Doléances des citoyens des Marchés de France

16 janvier 2019

Doléances des citoyens des Marchés de France

mercredi 16 janvier 2019

Une consultation à grande échelle destinée à répondre à la crise des « gilets jaunes » aura lieu partout en France du 15 janvier à la mi-mars. Quatre thèmes seront au coeur de ces discussions. A la veille de son lancement, le flou demeure. Explications.

Le « grand débat national », dont le coup d’envoi sera donné le 15 janvier par Emmanuel Macron, est la deuxième partie de la réponse de l’Elysée à  la crise des « gilets jaunes » , après  des mesures sur le pouvoir d’achat . Mais à la veille de son lancement, le flou demeure sur l’organisation, le niveau de participation et les conséquences possibles sur la politique du gouvernement et ses chances de mettre fin au mouvement de protestation.

Plus d’infos https://www.lesechos.fr/politique-societe/dossiers/0600475287421/0600475287421-gilets-jaunes-le-grand-debat-national-2234599.php

Le Grand débat Réunions d’initiatives locales
MODE D’EMPLOI  pj1

 

Doléances des citoyens des Marchés de France dans l’exercice de leurs activités

Les professionnels des Marchés de France sont de très petites entreprises qui exercent leurs activités sur le domaine public à titre précaire et révocable.

A ce titre, ils constatent que malgré leur rôle déterminant et reconnu dans la vie des centres villes, ils sont peu considérés par leurs élus. Ils assurent le lien social, les contacts, les échanges intercommunautaires et intergénérationnels. Bien qu’ils soient indispensables à l’attractivité touristique, ils ont souvent le sentiment de ne pas être entendus.

Transition écologique

a ) La Loi Mobilités

Avec les interdictions de circulation des véhicules immatriculés avant 2001, la loi va interdire de travailler à certaines de nos entreprises les plus fragilisées. Les primes à la casse sont insuffisantes face aux coûts des véhicules utilitaires notamment frigorifiques.

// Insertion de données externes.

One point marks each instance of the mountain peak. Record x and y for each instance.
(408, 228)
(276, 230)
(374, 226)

Nos professionnels demandent

  • une dérogation nationale de 5 ans pour les véhicules d’approvisionnement des marchés
  • Une exonération totale de la TVA sur les véhicules utilitaires neufs ou Crit’Air 5 dans le cas de remplacement du véhicule détruit
  • La création d’équipements de stockage de matériels ou de marchandises non périssables lors des réfections ou constructions de halles et marchés ayant lieu plusieurs fois par semaine afin de limiter l’impact carbone du transport du matériel.
  1. b) Energies

Bien que nos professionnels soient motivés pour des démarches RSE ou de réduction des consommations énergétiques, les augmentations constantes du prix de l’électricité, du gaz et des abonnements qui y sont liés anéantissent tous les bénéfices qu’ils pourraient tirer de leurs investissements réalisés pour économiser l’énergie.

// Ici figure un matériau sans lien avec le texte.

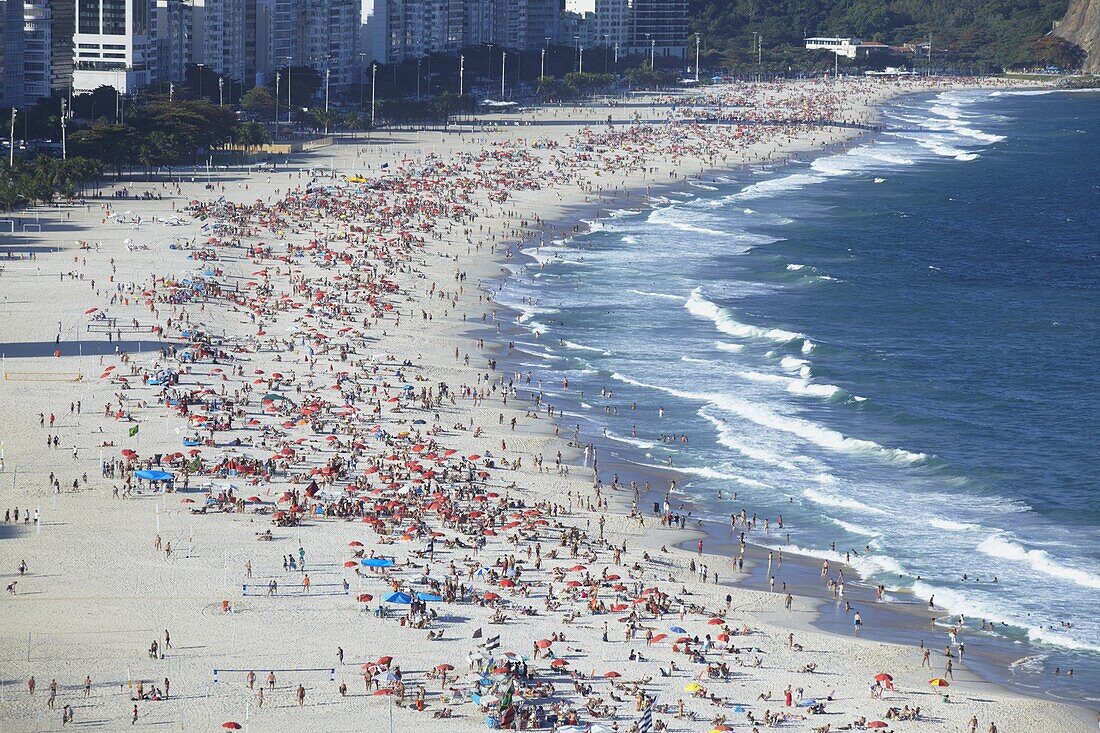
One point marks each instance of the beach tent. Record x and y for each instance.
(398, 598)
(150, 474)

De même que dans les halles et sur les marchés, la facturation de ces consommations par les concessionnaires sont chères et approximatives. D’autant plus que les équipements installés sont souvent, par souci d’économie d’investissement très énergivore.

Nous demandons que

  • Les communes disposant de halles et marchés, soient encouragées dans une démarche RSE lors de leur mise aux normes ou de leur réfection.
  • Le gel des tarifs du gaz et de l’électricité ainsi que des abonnements.
  • La suppression de la TVA sur les abonnements
  1. c) Traitement des déchets :

Chaque commune ou EPCI organise à sa guise la collecte et le traitement des déchets des marchés, disposition inscrite dans le règlement de marchés. Or, nos professionnels non sédentaires sont désorientés face à des dispositions complètement divergentes suivant les marchés, facturées à des coûts totalement différents.                                                                  Nous demandons

  • La transparence obligatoire envers les commerçants des coûts spécifiques liés à la collecte et gestion des déchets des marchés par les Communes ou les Concessionnaires
  • Une réglementation nationale du traitement des déchets des marchés associant le respect de l’environnement, le recyclage, la valorisation et qui soit compatible avec l’exercice d’activités ambulantes et les règlements sanitaires
  • La valorisation, le traitement et la récupération des emballages vides par nos fournisseurs

 

  1. d) Interdiction des sacs plastiques (> 53µ) et de la vaisselle en plastique jetable (01/01/2020)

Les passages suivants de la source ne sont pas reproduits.